Imagine being Moses. Not the figure from paintings or stories we tell our kids, but the actual man. A person with a stutter, standing in front of a community that wasn’t sure it trusted him, carrying a hope he couldn’t fully put into words. He needed his brother, Aaron, just to speak for him. He’d argued with G-d. He’d run away once already.
And then he led the Israelites out of slavery anyway.
He didn’t lead because he was the most qualified. He led because he believed they were traveling somewhere worth going.
It wasn’t one night. It was months. Plagues and false starts. Pharaoh saying yes, then no. The community watching and waiting, losing faith and finding it again. Word of the Exodus moved from doorway to doorway because there was no other way for it to spread.
The Torah tells us that Moses went to the elders first. He brought Aaron because he couldn’t speak the way he needed to. He showed them signs. And then the community had to decide for themselves. That’s not a declaration from on high. That’s leadership. That’s asking for trust in a journey without a clear end.
The debates were fierce. The fear was real. Some stayed, but most went with Moses. They had no certainty. They had hope, and hope was strong enough to walk into a desert with.
Three thousand years later, we still tell the story. It endures because it began honestly.
Every year at Passover, the Haggadah gives us Four Questions. This year, we’re bringing more.
They won’t wait for the formal moment during the Seder.

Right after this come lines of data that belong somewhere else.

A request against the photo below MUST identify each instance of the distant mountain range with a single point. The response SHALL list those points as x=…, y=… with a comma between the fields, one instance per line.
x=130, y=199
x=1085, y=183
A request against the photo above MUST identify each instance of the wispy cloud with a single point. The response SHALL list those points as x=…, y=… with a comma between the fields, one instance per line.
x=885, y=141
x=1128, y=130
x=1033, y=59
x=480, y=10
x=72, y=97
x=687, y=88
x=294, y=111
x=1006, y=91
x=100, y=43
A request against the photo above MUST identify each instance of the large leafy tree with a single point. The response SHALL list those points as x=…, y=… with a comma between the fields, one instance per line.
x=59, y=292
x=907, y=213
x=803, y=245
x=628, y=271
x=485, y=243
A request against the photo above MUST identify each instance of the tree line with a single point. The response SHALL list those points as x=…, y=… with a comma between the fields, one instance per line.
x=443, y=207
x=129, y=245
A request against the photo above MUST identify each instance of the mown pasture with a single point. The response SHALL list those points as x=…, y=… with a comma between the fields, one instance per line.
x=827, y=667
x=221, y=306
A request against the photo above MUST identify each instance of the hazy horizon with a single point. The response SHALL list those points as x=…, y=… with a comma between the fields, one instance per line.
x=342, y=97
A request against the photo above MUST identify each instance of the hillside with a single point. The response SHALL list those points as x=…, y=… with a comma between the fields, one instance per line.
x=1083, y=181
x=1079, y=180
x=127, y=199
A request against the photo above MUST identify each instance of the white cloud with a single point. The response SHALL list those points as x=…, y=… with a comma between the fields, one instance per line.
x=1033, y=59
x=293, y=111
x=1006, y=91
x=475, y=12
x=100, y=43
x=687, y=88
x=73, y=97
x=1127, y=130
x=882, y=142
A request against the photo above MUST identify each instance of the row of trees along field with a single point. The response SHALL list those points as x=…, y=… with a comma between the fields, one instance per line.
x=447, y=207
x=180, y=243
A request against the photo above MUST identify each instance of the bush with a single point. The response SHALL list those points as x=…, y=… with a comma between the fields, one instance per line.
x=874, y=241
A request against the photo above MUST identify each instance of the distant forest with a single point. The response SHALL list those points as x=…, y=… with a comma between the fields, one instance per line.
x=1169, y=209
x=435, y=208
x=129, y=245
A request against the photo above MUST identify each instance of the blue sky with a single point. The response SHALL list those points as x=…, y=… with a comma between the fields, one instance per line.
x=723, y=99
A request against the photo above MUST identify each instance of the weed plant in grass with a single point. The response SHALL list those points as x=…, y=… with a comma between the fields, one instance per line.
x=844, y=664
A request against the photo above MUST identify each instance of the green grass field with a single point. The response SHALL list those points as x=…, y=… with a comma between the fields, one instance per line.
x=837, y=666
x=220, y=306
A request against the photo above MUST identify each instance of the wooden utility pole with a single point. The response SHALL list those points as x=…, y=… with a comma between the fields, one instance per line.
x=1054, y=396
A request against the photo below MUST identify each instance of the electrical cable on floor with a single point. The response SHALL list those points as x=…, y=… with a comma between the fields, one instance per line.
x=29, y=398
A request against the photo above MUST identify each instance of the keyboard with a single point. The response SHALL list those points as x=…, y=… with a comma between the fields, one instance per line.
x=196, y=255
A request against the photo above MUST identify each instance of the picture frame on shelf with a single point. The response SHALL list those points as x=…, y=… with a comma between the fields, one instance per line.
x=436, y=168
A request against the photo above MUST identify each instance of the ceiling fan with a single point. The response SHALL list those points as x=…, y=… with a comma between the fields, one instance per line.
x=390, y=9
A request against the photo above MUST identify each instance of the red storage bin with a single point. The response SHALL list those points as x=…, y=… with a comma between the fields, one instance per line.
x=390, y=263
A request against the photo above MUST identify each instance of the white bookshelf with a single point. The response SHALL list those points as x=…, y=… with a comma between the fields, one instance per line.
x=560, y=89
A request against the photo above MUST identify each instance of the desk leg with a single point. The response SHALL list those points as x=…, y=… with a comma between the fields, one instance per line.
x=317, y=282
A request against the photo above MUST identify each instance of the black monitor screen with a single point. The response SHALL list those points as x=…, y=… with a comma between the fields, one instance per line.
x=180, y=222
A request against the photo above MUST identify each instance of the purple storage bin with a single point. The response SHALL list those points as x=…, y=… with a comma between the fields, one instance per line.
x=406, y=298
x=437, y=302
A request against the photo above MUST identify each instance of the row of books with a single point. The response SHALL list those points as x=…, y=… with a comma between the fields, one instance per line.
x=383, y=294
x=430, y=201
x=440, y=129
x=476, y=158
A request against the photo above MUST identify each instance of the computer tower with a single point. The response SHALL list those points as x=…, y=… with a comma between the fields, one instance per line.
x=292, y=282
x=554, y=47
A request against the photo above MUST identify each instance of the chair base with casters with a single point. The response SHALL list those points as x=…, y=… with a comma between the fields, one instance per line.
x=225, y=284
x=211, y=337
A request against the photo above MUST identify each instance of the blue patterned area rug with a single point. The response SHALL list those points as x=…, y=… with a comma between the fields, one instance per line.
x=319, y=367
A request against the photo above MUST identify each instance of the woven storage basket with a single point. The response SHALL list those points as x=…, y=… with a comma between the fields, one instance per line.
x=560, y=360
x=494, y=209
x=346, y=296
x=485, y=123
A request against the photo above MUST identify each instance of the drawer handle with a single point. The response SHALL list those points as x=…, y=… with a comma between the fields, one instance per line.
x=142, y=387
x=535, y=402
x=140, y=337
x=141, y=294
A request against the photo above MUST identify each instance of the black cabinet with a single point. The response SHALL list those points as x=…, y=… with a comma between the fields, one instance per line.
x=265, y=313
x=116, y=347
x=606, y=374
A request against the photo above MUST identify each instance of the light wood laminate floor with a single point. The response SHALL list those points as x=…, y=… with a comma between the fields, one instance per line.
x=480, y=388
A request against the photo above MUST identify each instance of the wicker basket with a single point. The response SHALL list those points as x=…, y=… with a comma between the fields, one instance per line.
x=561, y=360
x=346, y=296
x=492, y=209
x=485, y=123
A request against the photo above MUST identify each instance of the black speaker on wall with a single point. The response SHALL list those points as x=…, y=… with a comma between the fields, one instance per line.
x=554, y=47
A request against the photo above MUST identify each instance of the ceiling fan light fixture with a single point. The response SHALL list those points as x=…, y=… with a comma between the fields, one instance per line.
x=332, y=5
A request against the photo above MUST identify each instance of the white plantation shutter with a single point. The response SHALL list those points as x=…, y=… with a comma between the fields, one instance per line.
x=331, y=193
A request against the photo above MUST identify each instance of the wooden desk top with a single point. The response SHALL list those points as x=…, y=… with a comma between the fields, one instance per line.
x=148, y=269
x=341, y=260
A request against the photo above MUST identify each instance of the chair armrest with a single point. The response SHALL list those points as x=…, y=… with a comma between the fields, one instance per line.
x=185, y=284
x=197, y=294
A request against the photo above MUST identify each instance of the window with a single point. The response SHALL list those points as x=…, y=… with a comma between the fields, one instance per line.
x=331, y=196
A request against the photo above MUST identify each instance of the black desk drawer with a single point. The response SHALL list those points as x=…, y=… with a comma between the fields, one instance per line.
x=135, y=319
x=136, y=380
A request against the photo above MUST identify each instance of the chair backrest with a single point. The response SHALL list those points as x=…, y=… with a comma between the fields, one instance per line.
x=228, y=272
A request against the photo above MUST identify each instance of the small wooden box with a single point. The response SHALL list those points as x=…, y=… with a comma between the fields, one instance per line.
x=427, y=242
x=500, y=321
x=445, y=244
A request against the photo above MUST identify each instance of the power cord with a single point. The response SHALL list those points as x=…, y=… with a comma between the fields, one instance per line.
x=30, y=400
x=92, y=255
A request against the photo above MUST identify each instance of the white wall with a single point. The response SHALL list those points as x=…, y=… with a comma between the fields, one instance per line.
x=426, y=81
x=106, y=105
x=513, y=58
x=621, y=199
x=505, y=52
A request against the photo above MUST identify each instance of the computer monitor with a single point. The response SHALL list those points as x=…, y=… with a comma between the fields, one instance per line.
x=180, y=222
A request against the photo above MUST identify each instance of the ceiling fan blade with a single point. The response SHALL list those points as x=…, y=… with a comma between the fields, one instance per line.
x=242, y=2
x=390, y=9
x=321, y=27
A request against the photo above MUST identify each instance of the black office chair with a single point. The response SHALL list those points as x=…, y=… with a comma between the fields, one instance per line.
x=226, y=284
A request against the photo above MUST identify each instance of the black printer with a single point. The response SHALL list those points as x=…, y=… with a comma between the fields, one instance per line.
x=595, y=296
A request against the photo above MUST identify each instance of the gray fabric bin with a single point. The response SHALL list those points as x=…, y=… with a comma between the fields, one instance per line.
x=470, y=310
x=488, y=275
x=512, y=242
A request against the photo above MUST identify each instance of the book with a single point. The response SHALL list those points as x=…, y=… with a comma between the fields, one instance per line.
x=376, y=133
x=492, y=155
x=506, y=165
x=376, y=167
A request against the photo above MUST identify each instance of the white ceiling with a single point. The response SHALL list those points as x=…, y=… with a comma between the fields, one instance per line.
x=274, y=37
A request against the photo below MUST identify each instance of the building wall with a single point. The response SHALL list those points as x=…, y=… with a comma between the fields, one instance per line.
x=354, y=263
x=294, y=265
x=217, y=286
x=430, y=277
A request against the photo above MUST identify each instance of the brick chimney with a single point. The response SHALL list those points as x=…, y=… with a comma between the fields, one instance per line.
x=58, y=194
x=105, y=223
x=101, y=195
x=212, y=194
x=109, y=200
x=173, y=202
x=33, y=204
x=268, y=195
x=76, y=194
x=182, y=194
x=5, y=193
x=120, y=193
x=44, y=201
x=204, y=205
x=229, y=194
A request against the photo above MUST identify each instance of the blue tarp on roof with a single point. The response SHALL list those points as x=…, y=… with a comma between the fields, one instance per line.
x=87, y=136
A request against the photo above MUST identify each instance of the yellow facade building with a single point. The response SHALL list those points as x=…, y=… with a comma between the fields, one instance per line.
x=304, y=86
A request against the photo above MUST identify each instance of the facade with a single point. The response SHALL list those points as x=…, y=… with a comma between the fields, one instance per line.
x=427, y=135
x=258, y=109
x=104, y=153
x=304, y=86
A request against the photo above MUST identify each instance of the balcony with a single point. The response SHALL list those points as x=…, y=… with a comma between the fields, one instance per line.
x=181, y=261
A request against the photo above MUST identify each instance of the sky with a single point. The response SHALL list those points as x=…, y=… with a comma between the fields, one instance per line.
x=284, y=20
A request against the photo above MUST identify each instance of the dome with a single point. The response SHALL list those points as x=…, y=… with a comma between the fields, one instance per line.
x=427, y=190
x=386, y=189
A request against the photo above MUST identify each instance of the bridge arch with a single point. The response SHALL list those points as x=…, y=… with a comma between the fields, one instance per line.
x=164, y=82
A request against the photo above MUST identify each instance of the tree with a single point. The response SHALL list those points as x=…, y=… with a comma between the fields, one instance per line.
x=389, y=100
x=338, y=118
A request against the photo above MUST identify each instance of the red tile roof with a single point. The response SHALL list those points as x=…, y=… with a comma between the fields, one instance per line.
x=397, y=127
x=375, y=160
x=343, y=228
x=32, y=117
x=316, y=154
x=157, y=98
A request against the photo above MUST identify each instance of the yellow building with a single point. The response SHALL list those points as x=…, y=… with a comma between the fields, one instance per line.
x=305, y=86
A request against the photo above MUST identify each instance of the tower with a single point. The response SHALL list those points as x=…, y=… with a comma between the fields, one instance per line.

They’re already at the table when we sit down. In the silence between courses. In the looks across the room. In the weight we carry from reading headlines and speaking with friends. Some of those questions are about safety. Some are about identity. Some are about what we say to our children when they ask why the world looks the way it does. The Seder doesn’t pretend those questions have neat answers.
Here is what I’ve learned, after a year that has tested every community and every person I know: The Seder was built for exactly this.
It’s grief and joy in the same night. Bitter herbs and sweet wine on the same table. The youngest child asks the Four Questions, and the oldest answers with a story, not a solution. Everyone reclines, even those who have every reason to sit upright and on guard.
The door is left open in a world that doesn’t always feel safe. The table makes room for the cynic and the believer, the one who doesn’t know how to ask, and the one who can’t stop asking. It’s been a tradition for three thousand years. That’s not weakness. It’s the oldest form of courage I know.
Every culture has a story that outlasts its crisis. A narrative passed down not through monuments but through meals, through songs, through the stubborn act of remaining when leaving would be easier.
The Exodus is ours. It survived because people told it to each other. At tables. In the dark. When they didn’t know what came next.
That same choice is being made right now, in this city.
I see it in Cincinnati every day. Families sitting down together, a whole community holding complexity instead of retreating from it. I’ve watched parents bring their teenagers to hard conversations they’d rather skip. I’ve watched neighbors from other faith traditions show up at our doors to say, simply: We’re here.
When one community chooses presence over retreat, it strengthens the city around it. Cincinnati has always understood that. Every table set this Passover, every door left open, every honest conversation held across difference. That is civic faith made visible.
The Passover story doesn’t ask us to answer every question. It asks us to sit down together and begin to listen.
Moses didn’t have all the answers or a convincing speech. He had hope. And he had Aaron.
We have each other.
Danielle V. Minson is CEO of the Jewish Federation of Cincinnati.